China's stock watchdog is speeding up a series of reforms including the introduction of a short-selling system within this year, a senior regulator was quoted as saying yesterday.
China may let investors sell stocks short, a mechanism that allows people to profit even when equities slump, the Shanghai Securities News reported, citing Fan Fuchun, vice chairman of the China Securities Regulatory Commission.
The initiative, first suggested by regulators at least two years ago, has been postponed due to concerns over possible speculation and investors' unfamiliarity with the system.

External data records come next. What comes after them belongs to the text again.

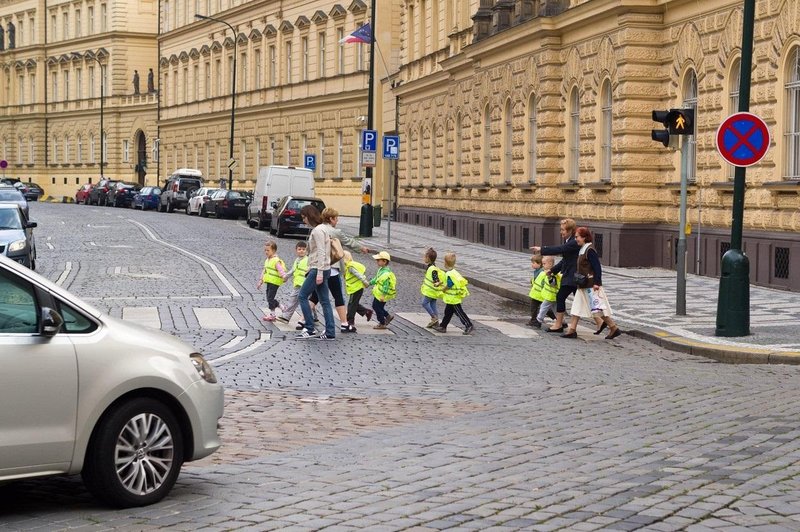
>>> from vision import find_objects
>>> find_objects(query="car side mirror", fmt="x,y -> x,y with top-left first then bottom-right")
39,307 -> 64,338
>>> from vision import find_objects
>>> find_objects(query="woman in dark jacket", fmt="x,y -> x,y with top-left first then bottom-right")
531,218 -> 581,332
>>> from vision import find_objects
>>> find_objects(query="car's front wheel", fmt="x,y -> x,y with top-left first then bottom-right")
81,397 -> 183,508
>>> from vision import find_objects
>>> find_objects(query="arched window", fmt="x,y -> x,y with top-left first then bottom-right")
726,57 -> 742,179
784,47 -> 800,179
681,70 -> 699,183
526,94 -> 537,183
600,80 -> 613,181
567,87 -> 581,182
503,99 -> 514,183
481,104 -> 492,183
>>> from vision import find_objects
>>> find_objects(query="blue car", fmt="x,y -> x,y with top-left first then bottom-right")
131,187 -> 161,211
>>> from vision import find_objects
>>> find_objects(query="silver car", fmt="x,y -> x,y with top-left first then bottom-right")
0,256 -> 223,507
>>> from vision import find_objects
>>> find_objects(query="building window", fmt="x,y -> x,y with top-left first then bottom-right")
301,37 -> 308,81
681,70 -> 699,183
780,47 -> 800,179
286,41 -> 292,85
503,99 -> 514,183
527,94 -> 537,183
269,45 -> 278,87
317,32 -> 326,78
253,50 -> 264,90
600,80 -> 613,181
567,87 -> 581,183
726,58 -> 742,180
481,104 -> 492,183
336,28 -> 344,75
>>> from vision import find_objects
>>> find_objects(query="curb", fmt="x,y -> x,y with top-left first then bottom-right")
372,248 -> 800,365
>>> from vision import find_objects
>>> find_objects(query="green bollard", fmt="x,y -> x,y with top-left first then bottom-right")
358,203 -> 372,238
715,249 -> 750,337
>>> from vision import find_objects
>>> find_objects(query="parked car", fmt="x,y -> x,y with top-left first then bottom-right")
14,181 -> 44,201
89,179 -> 116,205
186,187 -> 220,214
106,181 -> 141,207
247,166 -> 316,229
131,187 -> 161,211
200,190 -> 247,219
158,168 -> 203,212
75,183 -> 94,205
0,257 -> 223,507
0,185 -> 30,219
269,196 -> 325,237
0,203 -> 36,270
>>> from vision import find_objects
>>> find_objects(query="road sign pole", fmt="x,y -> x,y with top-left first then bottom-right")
715,0 -> 756,337
675,137 -> 689,316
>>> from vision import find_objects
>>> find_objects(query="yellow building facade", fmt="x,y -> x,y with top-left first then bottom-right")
394,0 -> 800,290
0,0 -> 158,192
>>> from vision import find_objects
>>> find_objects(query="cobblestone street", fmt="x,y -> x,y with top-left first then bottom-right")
6,204 -> 800,531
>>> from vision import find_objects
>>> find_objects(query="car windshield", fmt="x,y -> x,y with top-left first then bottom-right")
0,209 -> 22,230
0,189 -> 25,201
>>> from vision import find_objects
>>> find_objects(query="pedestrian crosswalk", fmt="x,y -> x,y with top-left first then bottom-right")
122,306 -> 541,338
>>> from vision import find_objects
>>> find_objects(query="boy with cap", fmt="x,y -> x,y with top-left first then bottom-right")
369,251 -> 397,329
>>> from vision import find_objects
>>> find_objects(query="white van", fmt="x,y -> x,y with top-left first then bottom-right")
247,166 -> 316,229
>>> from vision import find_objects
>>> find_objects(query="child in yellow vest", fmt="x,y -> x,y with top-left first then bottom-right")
525,255 -> 545,329
369,251 -> 397,329
342,251 -> 372,333
534,255 -> 561,328
419,248 -> 444,329
278,240 -> 308,323
433,252 -> 475,334
257,240 -> 286,321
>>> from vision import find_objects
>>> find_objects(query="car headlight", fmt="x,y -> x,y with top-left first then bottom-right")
8,240 -> 28,252
189,353 -> 217,384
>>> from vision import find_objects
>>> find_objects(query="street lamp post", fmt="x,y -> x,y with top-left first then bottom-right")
72,52 -> 105,180
194,14 -> 237,190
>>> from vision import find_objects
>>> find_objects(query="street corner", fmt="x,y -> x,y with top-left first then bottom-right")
628,327 -> 800,365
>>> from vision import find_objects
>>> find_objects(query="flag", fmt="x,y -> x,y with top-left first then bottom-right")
339,23 -> 372,44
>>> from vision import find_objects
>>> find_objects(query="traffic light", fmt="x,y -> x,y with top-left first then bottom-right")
650,109 -> 694,147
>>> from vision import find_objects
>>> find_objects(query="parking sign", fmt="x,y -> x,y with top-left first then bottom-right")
383,135 -> 400,159
361,129 -> 378,152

Under the proposed arrangement, retail investors will be permitted to borrow stocks from brokerages and sell them with an aim to buy them back later at low prices to profit from the difference.
The launch of short selling "will depend on our preparatory work," Fan was quoted as saying by the newspaper. He hoped that the matter will be pushed forward in 2008, the paper said.

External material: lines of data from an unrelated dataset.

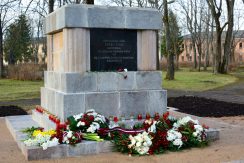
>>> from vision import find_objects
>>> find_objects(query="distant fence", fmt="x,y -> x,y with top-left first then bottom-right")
6,63 -> 46,80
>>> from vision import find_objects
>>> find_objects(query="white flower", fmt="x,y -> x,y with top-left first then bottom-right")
194,125 -> 203,132
91,122 -> 100,130
148,121 -> 157,133
67,131 -> 73,138
73,113 -> 83,121
128,132 -> 152,155
86,125 -> 96,133
136,141 -> 141,147
128,135 -> 136,148
192,132 -> 198,137
167,129 -> 183,148
145,118 -> 153,125
41,138 -> 59,150
173,139 -> 183,148
86,109 -> 95,113
77,121 -> 85,127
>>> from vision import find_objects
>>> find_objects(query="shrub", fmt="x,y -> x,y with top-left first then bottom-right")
7,63 -> 46,80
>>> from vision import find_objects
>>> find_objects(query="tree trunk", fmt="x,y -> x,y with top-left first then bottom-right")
220,0 -> 235,74
191,36 -> 197,69
48,0 -> 55,13
0,13 -> 3,78
197,42 -> 202,72
163,0 -> 174,80
85,0 -> 94,5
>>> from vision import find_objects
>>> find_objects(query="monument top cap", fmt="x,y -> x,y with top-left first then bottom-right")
45,4 -> 162,34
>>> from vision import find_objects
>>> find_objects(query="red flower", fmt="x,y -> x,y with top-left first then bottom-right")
163,111 -> 169,121
181,135 -> 188,142
56,118 -> 60,124
89,115 -> 94,121
114,117 -> 119,123
146,113 -> 151,120
137,114 -> 142,121
154,113 -> 160,121
202,124 -> 209,129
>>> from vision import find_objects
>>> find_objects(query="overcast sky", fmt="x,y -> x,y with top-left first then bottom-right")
16,0 -> 244,34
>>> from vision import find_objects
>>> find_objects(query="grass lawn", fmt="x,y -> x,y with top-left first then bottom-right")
163,69 -> 238,91
0,79 -> 43,101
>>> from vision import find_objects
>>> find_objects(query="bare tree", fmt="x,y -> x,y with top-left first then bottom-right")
207,0 -> 235,73
48,0 -> 55,13
179,0 -> 197,69
0,0 -> 19,78
220,0 -> 235,73
163,0 -> 175,80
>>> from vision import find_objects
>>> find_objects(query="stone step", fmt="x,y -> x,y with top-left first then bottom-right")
5,115 -> 112,160
5,115 -> 219,160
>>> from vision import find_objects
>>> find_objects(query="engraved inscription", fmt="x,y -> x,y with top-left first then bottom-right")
90,29 -> 137,71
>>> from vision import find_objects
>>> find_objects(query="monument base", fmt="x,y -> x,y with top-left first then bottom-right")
41,71 -> 167,125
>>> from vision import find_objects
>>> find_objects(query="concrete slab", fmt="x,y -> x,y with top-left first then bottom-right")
5,115 -> 112,160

Fan made the comments during the ongoing Chinese People's Political Consultative Conference (CPPCC) in Beijing. Fan is a member of the CPPCC, the country's top political advisory body.
Industry analysts suggested the introduction of short selling is expected to boost liquidity and shore up trading, but also warned that any rush to introduce it without a solid regulatory framework may lead to rampant speculation.
"The timing also depends on market conditions," said Luo Kewei, a Guosen Securities Co trader. "If stocks perform poorly, the launch will likely be further delayed to prevent turbulence."